SOCIEDAD › OPINION
› Por Oscar González *
Para aquellos que ven a la historia como mera sucesión de peripecias individuales o de hitos institucionales registrados en los libros de la Escribanía de Gobierno, la Asamblea del año XIII es apenas un antecedente más entre los que condujeron a la declaración de la independencia en 1816. Para quienes creemos en el papel decisivo de las luchas sociales, la acción política y el conflicto para el devenir de las sociedades, ese congreso, que comenzara a sesionar hace exactamente 200 años, representa, en cambio, un episodio fundacional, en muchos sentidos comparable con la experiencia que vive la Argentina en la última década.

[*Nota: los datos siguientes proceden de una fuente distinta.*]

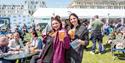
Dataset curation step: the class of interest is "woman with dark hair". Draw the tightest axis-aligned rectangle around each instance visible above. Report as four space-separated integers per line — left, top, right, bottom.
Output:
37 16 70 63
68 13 89 63
27 31 42 49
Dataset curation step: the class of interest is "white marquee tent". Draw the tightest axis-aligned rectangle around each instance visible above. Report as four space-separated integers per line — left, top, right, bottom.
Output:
33 8 125 18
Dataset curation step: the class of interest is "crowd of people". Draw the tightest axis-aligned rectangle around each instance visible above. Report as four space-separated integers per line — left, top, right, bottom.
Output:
0 13 125 63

Las crónicas contenidas en las 24 ediciones de El Redactor de la Asamblea –que como La Gaceta fue también un instrumento de lucha política– permite advertir que la mayoría de las iniciativas importantes debatidas en las sesiones apuntaban a concretar el programa revolucionario de Mayo y a fundar sobre otras bases el nuevo Estado emergente al que se llamaría Provincias Unidas del Río de la Plata.
Ese programa no se agotaba en asegurar la libertad de los hijos de los esclavos, quizá la iniciativa más emblemática de la Asamblea. Con las limitaciones de la época, la nueva condición de ciudadanía se extendía a todos los habitantes de la nueva Nación, incluidos los integrantes de las comunidades originarias. En efecto, no sólo dispone la abolición de la mita, la encomienda y el yanaconazgo, sino que convoca a que ellas elijan autónomamente sus representantes.

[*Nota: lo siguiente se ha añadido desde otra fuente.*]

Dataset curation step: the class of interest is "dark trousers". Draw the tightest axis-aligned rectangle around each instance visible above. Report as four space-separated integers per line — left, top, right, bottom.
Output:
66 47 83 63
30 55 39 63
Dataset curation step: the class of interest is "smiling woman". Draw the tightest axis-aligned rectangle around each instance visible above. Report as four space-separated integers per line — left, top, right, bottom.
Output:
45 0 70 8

La Asamblea, controlada por los herederos directos de Mariano Moreno, avanzó también hacia la democratización de la vida civil, con la supresión de la tortura, de los títulos de nobleza y de la Inquisición, a la par de impulsar una reforma eclesiástica destinada a romper los vínculos con España y a secularizar instituciones que estaban bajo dominio de la Iglesia.

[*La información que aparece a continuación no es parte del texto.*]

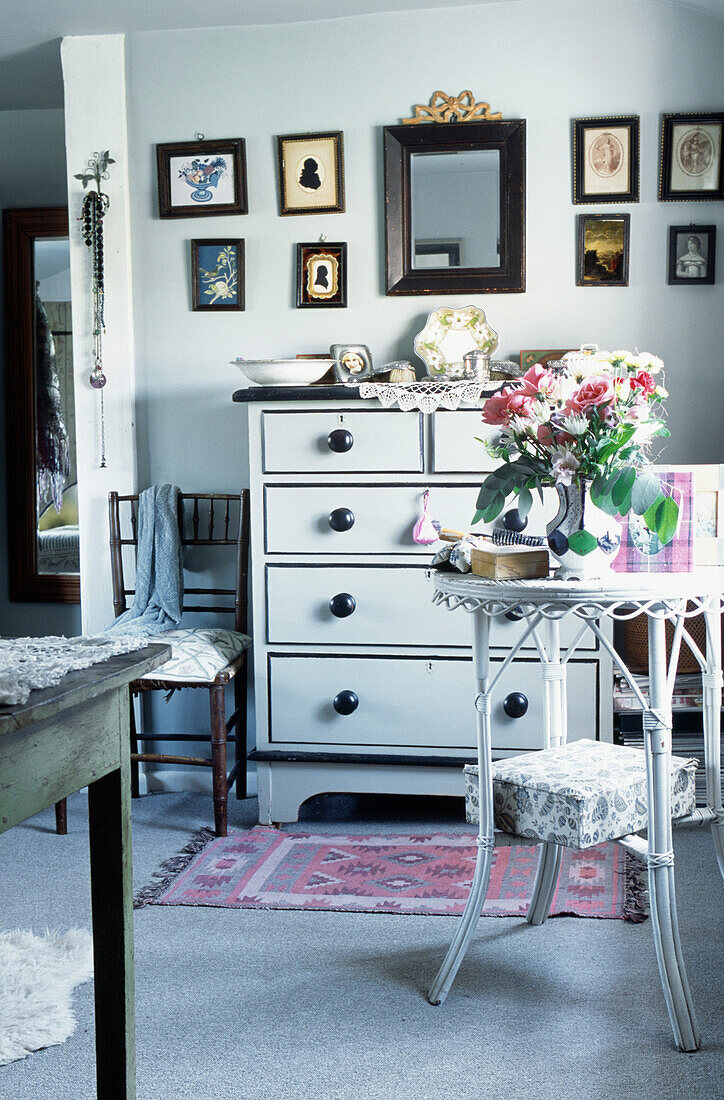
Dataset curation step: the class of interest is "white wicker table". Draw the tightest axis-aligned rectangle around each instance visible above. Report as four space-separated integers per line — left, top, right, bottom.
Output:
429 568 724 1051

Hizo suyos los símbolos de todo país independiente, con la creación del escudo, la adopción del himno y de la primera fiesta cívica, el 25 de mayo, pero también con la acuñación de moneda, que en adelante no llevaría la imagen de los monarcas sino la iconografía de un pueblo libre.
No eran, por cierto, momentos plácidos. El país alumbrado por la Revolución de 1810 aún sufría el hostigamiento de las tropas españolas, imbuidas del propósito de restituir la dominación imperial, y de aquellos criollos que –ya entonces– trabajan para refrenar la radicalización política. Así, las crónicas reflejan desde el triunfalismo que sucede a las victorias de Salta y Tucumán hasta dramáticos llamados a no retroceder frente a la derrota.
En cualquier caso, con sus luces y sus sombras, y también con sus limitaciones, la Asamblea representaba la exaltación de la soberanía del pueblo y el impulso revolucionario frente a la fuerte presión para perpetuar lo establecido, bajo diversas formas. El presupuesto de esa soberanía era la independencia del Estado, no sólo de la monarquía española, sino de toda otra dominación extranjera.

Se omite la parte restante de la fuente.